The Man Who Should Be Attorney General

There is an outstanding candidate for the office of Attorney General. His name is Robert S. Mueller III, and he currently serves as director of the FBI. He is everything that Alberto Gonzales was not -- well, maybe not everything.

He is, like Gonzales, a Republican. He joined the Justice Department under Richard Nixon and served in the U.S. Attorney's office in San Francisco for twelve years, rising to chief of its criminal division. In 1982, Ronald Reagan named him Assistant U.S. Attorney in Boston. Under President Bush's father he served as assistant to the then Attorney General Richard Thornburgh, then took charge of its Criminal Division. He oversaw the convictions of Manuel Noriega, John Gotti, and Libya in the PanAm 103 bombing case.

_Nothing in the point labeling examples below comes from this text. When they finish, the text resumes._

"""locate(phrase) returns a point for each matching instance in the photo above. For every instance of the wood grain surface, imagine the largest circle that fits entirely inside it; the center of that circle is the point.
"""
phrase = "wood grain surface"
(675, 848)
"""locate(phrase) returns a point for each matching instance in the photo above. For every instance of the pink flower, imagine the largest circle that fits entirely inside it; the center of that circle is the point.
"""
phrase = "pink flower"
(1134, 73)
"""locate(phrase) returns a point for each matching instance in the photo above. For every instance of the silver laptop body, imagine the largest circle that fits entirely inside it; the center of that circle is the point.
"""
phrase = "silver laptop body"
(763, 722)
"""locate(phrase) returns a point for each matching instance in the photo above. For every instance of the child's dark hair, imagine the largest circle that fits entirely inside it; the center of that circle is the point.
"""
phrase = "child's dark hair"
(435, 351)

After Bill Clinton was elected, Mueller left the Justice Department only to return after the G.O.P. took control of Congress. He first served as a senior litigator in the Homicide section of the D.C. U.S. Attorney's office and then was named U.S. Attorney for Northern California. Conservative Republican John Ashcroft brought him back to the Justice Department in Washington until this President Bush named him Director of the FBI. Sounds like great Republican credentials to me.

But he does differ from Gonzales: most importantly in that he isn't from Texas; he hasn't known George Bush for twenty years. Both Mueller and Gonzales got first-rate educations, Mueller at Princeton and University of Virginia Law School, Gonzales at Rice and Harvard Law.

It is worth noting that Gonzales enlisted in the Air Force, two years later was accepted into the Air Force Academy, and then got two years of free schooling before dropping out. (If he'd stayed on for a third year he would have been obliged to go back on active duty in the Air Force.) Mueller, on the other hand, served three years as an officer in the Marines and led a rifle platoon in Vietnam. He won the Bronze Star, the Purple Heart and the Vietnamese Cross of Gallantry.

As for legal experience, Gonzales was a political lawyer, serving George Bush in Austin and in Washington. He wrote and lobbied for the legislation his boss wanted: the Terrorism Act, the redefinition of the Geneva Convention, and then the new wiretapping laws. Mueller, on the other hand, is a veteran of the Justice Department, an investigator, a prosecutor used to courtrooms and sending wrongdoers to jail.

When the midnight raid on Attorney General Ashcroft's hospital room became public and Congressional committees demanded testimony, both Gonzales and Mueller appeared. The White House had insisted that the Justice Department sign off on a warrant-less surveillance program which was of doubtful legality. Ashcroft was in the hospital recovering from surgery, and Acting Attorney General James Comey refused. Both Comey and Gonzales rushed to Ashcroft's bedside -- Gonzales to get a signature and Comey to prevent it.

Mueller got involved when Comey asked him to tell the FBI agents guarding Ashcroft not to evict Comey, no matter what Gonzales said. At the hospital Ashcroft refused to approve the wiretapping program. Mueller, Comey and Ashcroft told the White House they would quit if the program went through without certain changes. Mueller then spoke with the president, who agreed to make the changes. The crisis ended.

In 2006 the Democrats won control of Congress and launched an investigation into the affair. Under oath Alberto Gonzales told Congress that there had been no disagreement within the Bush administration about the program at any time. Robert Mueller, under oath, testified that the warrant-less surveillance program was, quoting the Washington Post, "the subject of a dramatic legal debate" within the Bush administration. They couldn't both be telling the truth. Gonzales said later that he was referring to a different program when he testified. That's an awfully weak excuse. Gonzales should have resigned months ago, but now that he's done it and the president has to replace him I suggest he consider Robert Mueller, the man who did tell the truth.

If the president wants to end political partisanship and find some middle ground, he should embrace Mueller. Democrats, Republicans, Senators, Representatives will join him in that embrace. The lion and the lamb will lie down together, and there will be peace in Washington, at least for a while.

This is not going to happen. The Bush administration is the most vengeful administration of my entire lifetime. It forgets nothing and it forgives nothing. The president recognizes the biggest difference between Gonzales and Mueller: Alberto Gonzales owes his loyalty to George W. Bush, and Robert Mueller is loyal to the American people. I don't think George W. Bush can live with that.